The chueco was veiled in three different places. First, in the White Hall of the Casa Rosada that was made available to the then President Carlos Menem. The crowns that Fangio had warned that he did not want in his wake, crowded in the enclosure. The burning chapel opened for the public and it was a lot of people who went through the coffin in the four hours agreed.

From there, he was transferred to the Club Argentino Automobile building, where Luigi Scalfaro, then president of Italy (visiting Argentina) was one of those who came to say goodbye to that huge figure of world motoring. In the ACA there were also crowns, one of the July 26 movement, those who had kidnapped Fangio in Cuba in 1958.

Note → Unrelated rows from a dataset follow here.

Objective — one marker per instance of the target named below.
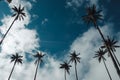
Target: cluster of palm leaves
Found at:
(74, 58)
(18, 59)
(109, 44)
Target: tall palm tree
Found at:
(9, 1)
(75, 58)
(38, 57)
(112, 44)
(66, 68)
(100, 55)
(19, 14)
(16, 59)
(93, 16)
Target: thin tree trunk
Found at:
(12, 71)
(36, 70)
(7, 31)
(76, 72)
(107, 70)
(114, 62)
(116, 58)
(65, 74)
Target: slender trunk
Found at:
(114, 62)
(36, 70)
(12, 71)
(7, 31)
(65, 74)
(76, 72)
(107, 70)
(116, 58)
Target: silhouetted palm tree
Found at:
(93, 16)
(66, 68)
(9, 1)
(38, 57)
(17, 59)
(75, 58)
(112, 44)
(100, 55)
(19, 15)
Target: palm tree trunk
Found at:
(107, 70)
(116, 58)
(65, 74)
(76, 72)
(7, 31)
(114, 62)
(12, 71)
(36, 69)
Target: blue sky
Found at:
(64, 24)
(55, 28)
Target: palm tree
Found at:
(19, 15)
(17, 59)
(111, 43)
(38, 57)
(75, 58)
(93, 16)
(9, 1)
(100, 55)
(66, 68)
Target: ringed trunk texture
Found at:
(7, 31)
(107, 70)
(36, 70)
(12, 71)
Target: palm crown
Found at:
(19, 12)
(39, 57)
(65, 66)
(74, 57)
(17, 58)
(110, 43)
(100, 54)
(92, 15)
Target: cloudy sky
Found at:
(55, 28)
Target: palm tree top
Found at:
(9, 1)
(65, 66)
(92, 15)
(39, 56)
(100, 54)
(17, 58)
(74, 57)
(19, 12)
(111, 43)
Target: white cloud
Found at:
(23, 40)
(44, 21)
(75, 4)
(87, 44)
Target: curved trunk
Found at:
(107, 69)
(76, 72)
(116, 58)
(7, 31)
(36, 70)
(113, 60)
(12, 71)
(65, 74)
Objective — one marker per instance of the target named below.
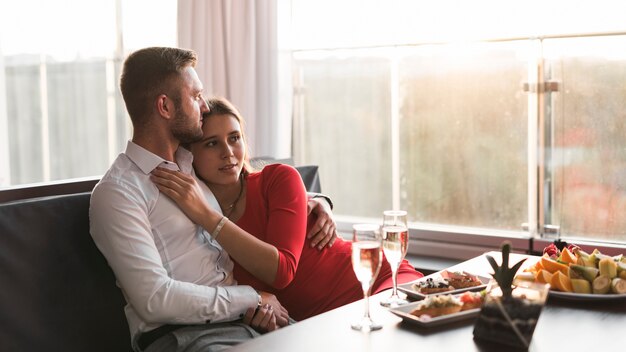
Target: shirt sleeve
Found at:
(121, 230)
(286, 229)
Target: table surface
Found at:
(563, 325)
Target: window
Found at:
(469, 116)
(61, 113)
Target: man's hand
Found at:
(269, 317)
(324, 231)
(261, 319)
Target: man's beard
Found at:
(183, 130)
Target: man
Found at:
(177, 281)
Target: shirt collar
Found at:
(148, 161)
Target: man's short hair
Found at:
(149, 72)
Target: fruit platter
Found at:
(578, 275)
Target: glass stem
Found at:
(367, 304)
(394, 280)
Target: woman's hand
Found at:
(324, 231)
(184, 190)
(270, 316)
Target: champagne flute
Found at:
(395, 244)
(366, 261)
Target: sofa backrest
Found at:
(57, 293)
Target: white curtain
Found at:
(5, 165)
(236, 42)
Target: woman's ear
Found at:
(165, 106)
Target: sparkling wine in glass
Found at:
(367, 258)
(395, 244)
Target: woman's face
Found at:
(218, 157)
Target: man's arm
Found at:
(121, 230)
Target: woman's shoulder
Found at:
(275, 170)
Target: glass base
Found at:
(366, 324)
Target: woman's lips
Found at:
(228, 167)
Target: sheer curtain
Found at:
(5, 176)
(236, 42)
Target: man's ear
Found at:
(165, 106)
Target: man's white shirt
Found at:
(169, 269)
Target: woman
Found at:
(264, 222)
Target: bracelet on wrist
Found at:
(219, 227)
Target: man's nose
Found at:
(204, 107)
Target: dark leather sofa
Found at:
(57, 292)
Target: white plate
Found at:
(411, 292)
(404, 312)
(587, 296)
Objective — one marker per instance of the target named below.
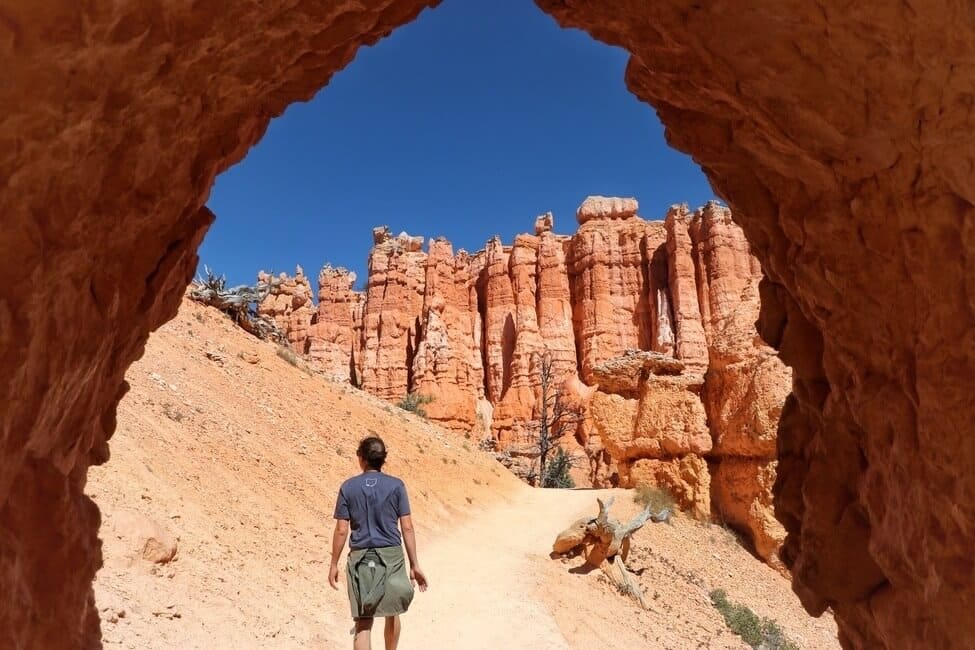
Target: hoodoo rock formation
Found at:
(840, 134)
(649, 325)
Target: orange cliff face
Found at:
(649, 326)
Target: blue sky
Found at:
(466, 123)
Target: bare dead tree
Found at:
(556, 418)
(240, 303)
(606, 543)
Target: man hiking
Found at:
(372, 504)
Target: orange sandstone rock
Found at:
(447, 365)
(331, 335)
(391, 314)
(289, 304)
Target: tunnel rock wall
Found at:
(840, 136)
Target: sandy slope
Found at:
(241, 461)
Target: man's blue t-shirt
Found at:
(373, 502)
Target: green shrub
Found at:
(557, 471)
(657, 498)
(413, 402)
(757, 632)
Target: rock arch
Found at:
(841, 135)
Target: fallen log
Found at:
(605, 541)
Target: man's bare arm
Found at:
(409, 539)
(339, 536)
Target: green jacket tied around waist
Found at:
(378, 582)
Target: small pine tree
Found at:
(557, 471)
(555, 420)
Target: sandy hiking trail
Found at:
(485, 576)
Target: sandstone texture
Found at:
(649, 327)
(289, 303)
(839, 135)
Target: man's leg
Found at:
(363, 634)
(391, 632)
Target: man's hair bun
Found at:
(373, 451)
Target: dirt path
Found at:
(488, 598)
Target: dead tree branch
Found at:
(606, 544)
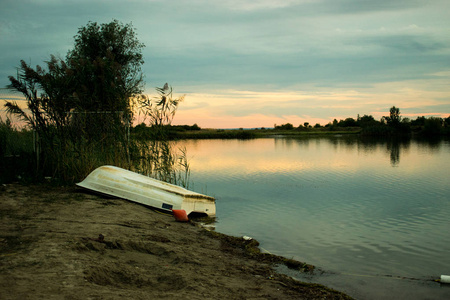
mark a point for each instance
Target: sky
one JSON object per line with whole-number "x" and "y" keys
{"x": 262, "y": 62}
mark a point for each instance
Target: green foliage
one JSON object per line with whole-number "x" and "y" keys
{"x": 433, "y": 126}
{"x": 16, "y": 153}
{"x": 106, "y": 64}
{"x": 80, "y": 108}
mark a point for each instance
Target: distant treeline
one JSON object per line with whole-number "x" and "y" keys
{"x": 393, "y": 124}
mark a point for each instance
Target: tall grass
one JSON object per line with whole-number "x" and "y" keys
{"x": 16, "y": 153}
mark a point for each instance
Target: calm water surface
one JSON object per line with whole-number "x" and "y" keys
{"x": 368, "y": 213}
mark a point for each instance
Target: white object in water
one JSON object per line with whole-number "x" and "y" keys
{"x": 132, "y": 186}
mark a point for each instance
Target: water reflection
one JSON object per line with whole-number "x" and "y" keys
{"x": 335, "y": 202}
{"x": 395, "y": 146}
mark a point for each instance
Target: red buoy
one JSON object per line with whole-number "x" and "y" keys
{"x": 180, "y": 215}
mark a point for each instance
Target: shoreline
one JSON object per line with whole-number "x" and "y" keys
{"x": 63, "y": 242}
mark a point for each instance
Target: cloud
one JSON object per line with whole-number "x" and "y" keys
{"x": 272, "y": 60}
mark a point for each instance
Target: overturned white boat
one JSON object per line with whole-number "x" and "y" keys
{"x": 132, "y": 186}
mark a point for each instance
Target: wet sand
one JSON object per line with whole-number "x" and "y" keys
{"x": 65, "y": 243}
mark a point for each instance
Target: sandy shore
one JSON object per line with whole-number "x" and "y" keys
{"x": 51, "y": 248}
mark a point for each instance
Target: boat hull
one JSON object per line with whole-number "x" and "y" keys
{"x": 121, "y": 183}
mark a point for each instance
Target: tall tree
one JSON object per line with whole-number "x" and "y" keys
{"x": 106, "y": 62}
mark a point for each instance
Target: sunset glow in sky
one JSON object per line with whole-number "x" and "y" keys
{"x": 262, "y": 62}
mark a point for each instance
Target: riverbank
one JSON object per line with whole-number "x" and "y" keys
{"x": 64, "y": 243}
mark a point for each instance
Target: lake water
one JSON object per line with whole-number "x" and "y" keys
{"x": 373, "y": 215}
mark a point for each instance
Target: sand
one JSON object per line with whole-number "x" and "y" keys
{"x": 66, "y": 243}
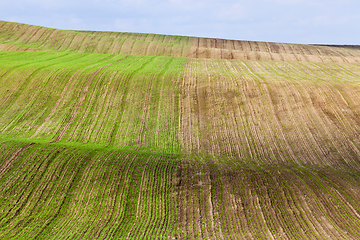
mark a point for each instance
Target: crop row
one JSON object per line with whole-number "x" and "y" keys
{"x": 260, "y": 112}
{"x": 57, "y": 192}
{"x": 220, "y": 201}
{"x": 21, "y": 37}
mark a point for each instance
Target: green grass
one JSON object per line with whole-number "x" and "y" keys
{"x": 96, "y": 145}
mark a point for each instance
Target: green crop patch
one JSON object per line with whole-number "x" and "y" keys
{"x": 108, "y": 135}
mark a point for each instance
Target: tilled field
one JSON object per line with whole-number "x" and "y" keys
{"x": 150, "y": 145}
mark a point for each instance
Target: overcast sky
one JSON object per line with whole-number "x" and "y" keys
{"x": 293, "y": 21}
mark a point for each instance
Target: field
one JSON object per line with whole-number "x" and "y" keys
{"x": 107, "y": 135}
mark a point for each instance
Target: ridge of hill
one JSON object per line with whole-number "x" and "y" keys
{"x": 16, "y": 36}
{"x": 100, "y": 145}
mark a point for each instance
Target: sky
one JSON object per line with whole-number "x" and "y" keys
{"x": 290, "y": 21}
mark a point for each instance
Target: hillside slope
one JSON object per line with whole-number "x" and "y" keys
{"x": 98, "y": 143}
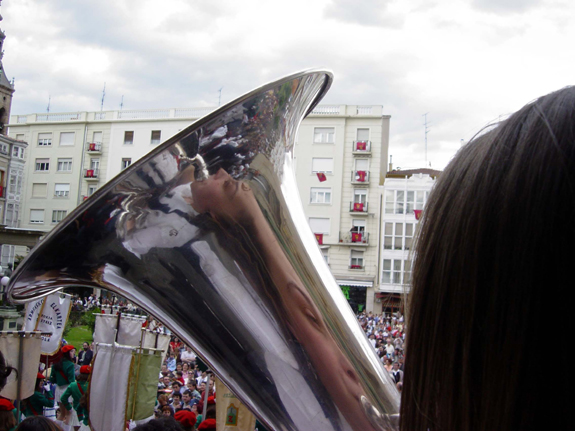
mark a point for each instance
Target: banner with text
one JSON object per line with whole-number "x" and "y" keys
{"x": 49, "y": 314}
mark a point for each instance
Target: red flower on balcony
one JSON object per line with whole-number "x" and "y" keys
{"x": 355, "y": 237}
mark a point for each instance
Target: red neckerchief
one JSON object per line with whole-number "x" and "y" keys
{"x": 208, "y": 423}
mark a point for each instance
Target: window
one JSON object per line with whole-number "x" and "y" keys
{"x": 322, "y": 165}
{"x": 363, "y": 135}
{"x": 58, "y": 215}
{"x": 62, "y": 190}
{"x": 398, "y": 236}
{"x": 18, "y": 152}
{"x": 358, "y": 225}
{"x": 94, "y": 164}
{"x": 42, "y": 165}
{"x": 91, "y": 190}
{"x": 356, "y": 259}
{"x": 320, "y": 225}
{"x": 67, "y": 138}
{"x": 391, "y": 273}
{"x": 64, "y": 165}
{"x": 320, "y": 195}
{"x": 325, "y": 254}
{"x": 37, "y": 216}
{"x": 360, "y": 196}
{"x": 39, "y": 190}
{"x": 44, "y": 139}
{"x": 324, "y": 135}
{"x": 128, "y": 138}
{"x": 156, "y": 137}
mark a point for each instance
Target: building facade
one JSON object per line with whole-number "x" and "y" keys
{"x": 405, "y": 194}
{"x": 71, "y": 155}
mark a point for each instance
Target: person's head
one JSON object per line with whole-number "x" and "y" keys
{"x": 7, "y": 419}
{"x": 38, "y": 423}
{"x": 162, "y": 400}
{"x": 5, "y": 371}
{"x": 167, "y": 411}
{"x": 501, "y": 212}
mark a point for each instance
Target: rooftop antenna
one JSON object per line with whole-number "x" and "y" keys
{"x": 426, "y": 128}
{"x": 103, "y": 96}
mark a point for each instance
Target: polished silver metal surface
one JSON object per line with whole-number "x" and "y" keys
{"x": 208, "y": 234}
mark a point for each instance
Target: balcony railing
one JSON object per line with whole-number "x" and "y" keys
{"x": 362, "y": 147}
{"x": 360, "y": 177}
{"x": 94, "y": 147}
{"x": 354, "y": 238}
{"x": 91, "y": 174}
{"x": 358, "y": 207}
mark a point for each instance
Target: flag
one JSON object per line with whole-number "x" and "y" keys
{"x": 232, "y": 414}
{"x": 48, "y": 314}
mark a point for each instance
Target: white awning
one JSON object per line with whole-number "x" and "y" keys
{"x": 355, "y": 283}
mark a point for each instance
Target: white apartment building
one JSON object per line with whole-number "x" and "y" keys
{"x": 405, "y": 194}
{"x": 347, "y": 146}
{"x": 71, "y": 155}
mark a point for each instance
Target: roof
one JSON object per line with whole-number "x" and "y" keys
{"x": 409, "y": 172}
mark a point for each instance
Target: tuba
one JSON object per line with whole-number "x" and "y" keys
{"x": 207, "y": 233}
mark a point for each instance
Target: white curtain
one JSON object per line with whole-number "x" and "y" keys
{"x": 10, "y": 348}
{"x": 129, "y": 332}
{"x": 109, "y": 387}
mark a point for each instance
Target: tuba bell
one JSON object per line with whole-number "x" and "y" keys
{"x": 207, "y": 233}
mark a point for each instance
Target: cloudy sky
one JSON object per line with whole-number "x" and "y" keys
{"x": 465, "y": 63}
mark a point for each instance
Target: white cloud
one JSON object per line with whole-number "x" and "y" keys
{"x": 465, "y": 63}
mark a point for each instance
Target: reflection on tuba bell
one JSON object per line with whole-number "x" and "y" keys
{"x": 207, "y": 233}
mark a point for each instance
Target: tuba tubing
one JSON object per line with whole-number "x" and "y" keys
{"x": 207, "y": 233}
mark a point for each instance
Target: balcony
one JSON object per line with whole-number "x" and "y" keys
{"x": 94, "y": 147}
{"x": 362, "y": 148}
{"x": 354, "y": 238}
{"x": 91, "y": 174}
{"x": 358, "y": 208}
{"x": 360, "y": 177}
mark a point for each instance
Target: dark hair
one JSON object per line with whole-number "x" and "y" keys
{"x": 497, "y": 234}
{"x": 160, "y": 424}
{"x": 5, "y": 371}
{"x": 38, "y": 423}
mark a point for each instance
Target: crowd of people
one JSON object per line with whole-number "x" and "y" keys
{"x": 386, "y": 333}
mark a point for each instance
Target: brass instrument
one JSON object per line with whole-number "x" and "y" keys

On July 18, Fangio’s remains were transferred on a air force plane to Balcarce and was veiled at the Fangio Museum. The citizens of the small town approached to say goodbye to the idol, who was finally buried in the family vault of the Balcarceño cemetery. Moss, Jacky Stewart, Froilán González, Carlos Reutemann, Gastón Perkins, Cocho López and skewer Castilian were some of the figures of the motor sport of Argentina and the world that fired the chueco. The tributes in memory of the chueco multiplied by every corner of the planet.

Juan Manuel Fangio won the nickname of Chueco in his adolescence, when he played football in Rivadavia de Balcarce. He also practiced boxing, before getting into motor racing: he debuted to the 18 as a companion of Manuel Sy Syntza in the laps of Coronel Vidal and General Guido. Later he would pass behind the wheel and He would mark history in Argentine motor racing: he gave the first victory and the first title to Chevrolet in Road Tourism, the oldest category in the world and that has the duel between Ford and the bun as a banner.

Later he would go to Europe, seduced after his great walk in the Grand Prix races that were made in 1949 in the old seasons of large awards, the prehistory of the F1. He was at the birth of Formula 1 in the GP of Great Britain of 1950 in Silverstone and achieved his first win on the second date of that season, in Monaco, with Alfa Romeo. Later the five titles that were recorded until Michael Schumacher in 2003 and its 24 wins in 51 races, an average success that is a very difficult brand to match.